After lacing the shoes a tad tighter, I had a nice fit and didn’t have that problem anymore. If you want a totally unrestricted toebox, check out shoes by Altra.
My last review of Brooks shoes complained that pretty much the only reflective part of the shoe was covered by laces when worn.
Brooks made a smart change to the shoes over their iterations on design, and this newest setup has reflective material peeking through holes in the top mesh near the heel and toe of the shoe. That style reminds me of the Nike Lunarglide shoes.
I really like the smoother design of the Launch 5 compared to all the previous models, so this could be enough for me to suggest someone should get the newest version of the shoe, rather than get the Launch 4s even if the sole is pretty much the same.
This smoother design still doesn’t fix the little irk I have with Launch shoes: the heel of the shoe pills up and sags a little after 50 miles. It’s pretty much just cosmetic, but there are so many other shoes out there with soft heels that do not pill up.
Brooks Launch 5 Conclusions
The Brooks Launch 5 is a reliable neutral trainer that smooths out a vision for a smart looking race ready trainer.
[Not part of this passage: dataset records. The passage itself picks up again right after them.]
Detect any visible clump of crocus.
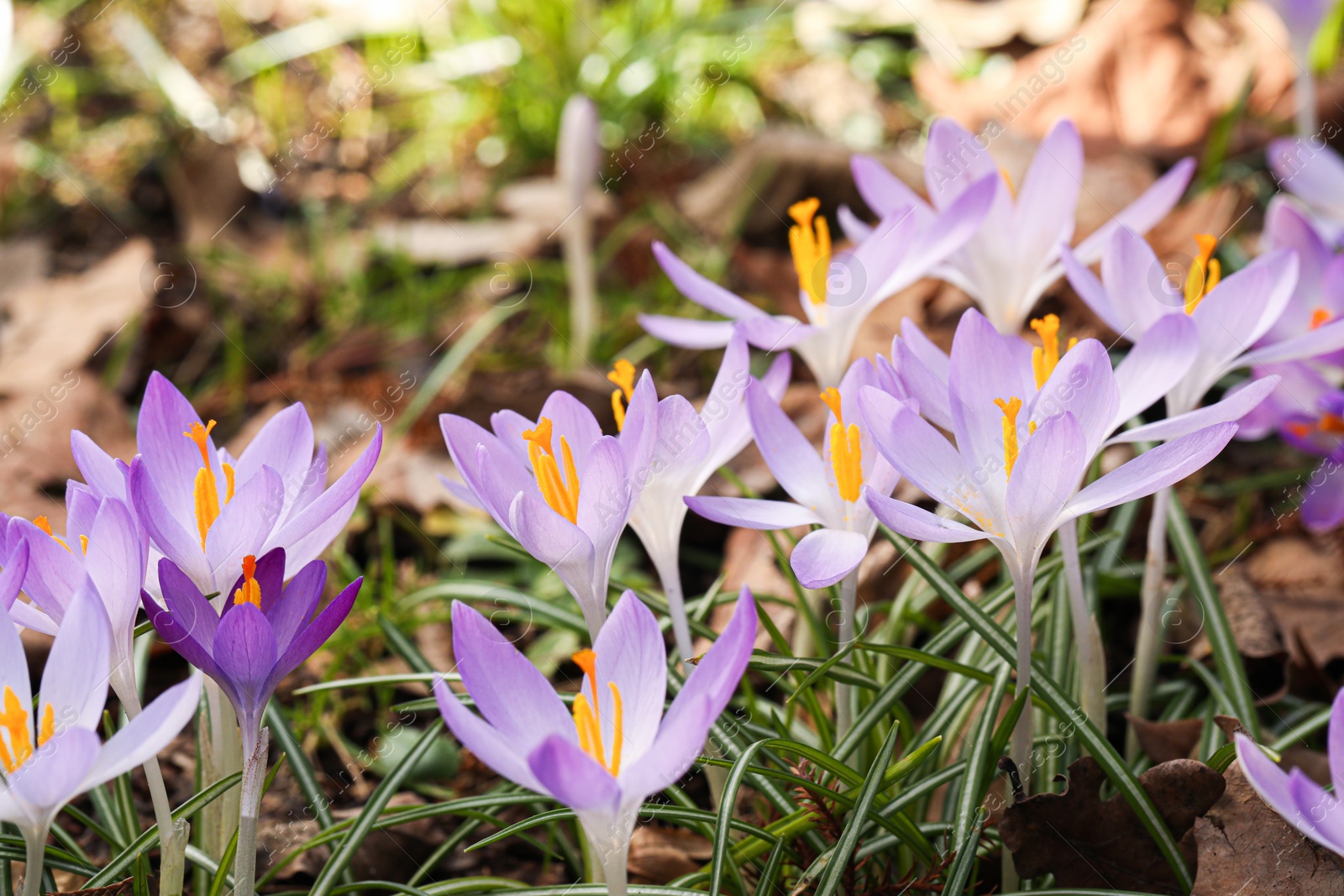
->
[860,312,1236,789]
[852,118,1194,333]
[640,176,997,388]
[434,589,757,896]
[438,379,659,638]
[0,585,200,896]
[1234,690,1344,856]
[141,548,365,894]
[626,333,791,659]
[97,372,383,594]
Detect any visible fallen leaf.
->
[1191,762,1344,896]
[1189,565,1288,701]
[627,825,714,884]
[999,757,1223,893]
[1125,712,1205,764]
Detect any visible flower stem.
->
[836,567,858,741]
[23,827,47,896]
[234,724,270,896]
[1125,488,1172,759]
[1011,560,1037,794]
[1059,521,1106,735]
[110,663,191,896]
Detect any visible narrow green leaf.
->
[309,719,444,896]
[816,726,896,896]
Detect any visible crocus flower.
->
[1064,228,1344,414]
[139,548,365,741]
[434,589,757,896]
[640,177,996,387]
[1255,193,1344,364]
[860,306,1236,775]
[438,375,659,638]
[0,587,200,896]
[7,491,148,703]
[1265,136,1344,244]
[626,333,790,659]
[71,372,383,594]
[1234,690,1344,856]
[853,118,1194,333]
[685,359,899,589]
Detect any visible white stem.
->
[1293,65,1315,139]
[1125,488,1172,759]
[23,827,47,896]
[652,542,695,663]
[110,658,191,896]
[562,206,596,369]
[836,567,858,740]
[1011,560,1037,794]
[1059,521,1106,733]
[234,724,270,896]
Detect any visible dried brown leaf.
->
[999,757,1223,893]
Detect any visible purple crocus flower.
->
[860,311,1236,775]
[81,372,383,594]
[438,375,659,638]
[434,589,757,896]
[1234,690,1344,856]
[7,491,148,703]
[685,359,900,589]
[0,585,200,896]
[618,332,791,659]
[139,548,365,741]
[1064,228,1344,415]
[1265,134,1344,244]
[640,177,996,388]
[1257,195,1344,364]
[853,118,1194,333]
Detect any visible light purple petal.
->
[1074,159,1194,265]
[1111,314,1199,430]
[1110,376,1278,445]
[638,314,737,349]
[527,735,621,811]
[621,587,757,798]
[38,587,112,731]
[79,673,202,791]
[1060,423,1236,522]
[452,600,572,757]
[789,529,869,589]
[864,489,984,544]
[654,242,764,317]
[748,381,833,511]
[434,677,548,795]
[594,591,668,764]
[685,495,822,529]
[262,425,383,574]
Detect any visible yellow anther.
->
[789,197,831,305]
[573,650,625,775]
[0,685,32,773]
[995,398,1030,478]
[38,703,56,747]
[1031,314,1073,388]
[522,417,580,522]
[32,516,70,551]
[822,387,863,504]
[234,553,260,610]
[1185,233,1223,314]
[606,358,634,432]
[183,421,234,551]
These shoes never let me down on any of my runs, and hardly showed signs of wear after all my testing which sets these shoes up to be great performers at a great value.
I’m hesitant to say all the changes on this shoe are worth the extra money over buying a discounted older version, but the Launch 5 shoe is worth checking out for anyone looking for a great value in a lightweight trainer.
We purchased a pair of Brooks Launch 5 from runningwarehouse using our own money. This did not influence the outcome of this review, written after running more than 50 miles in them.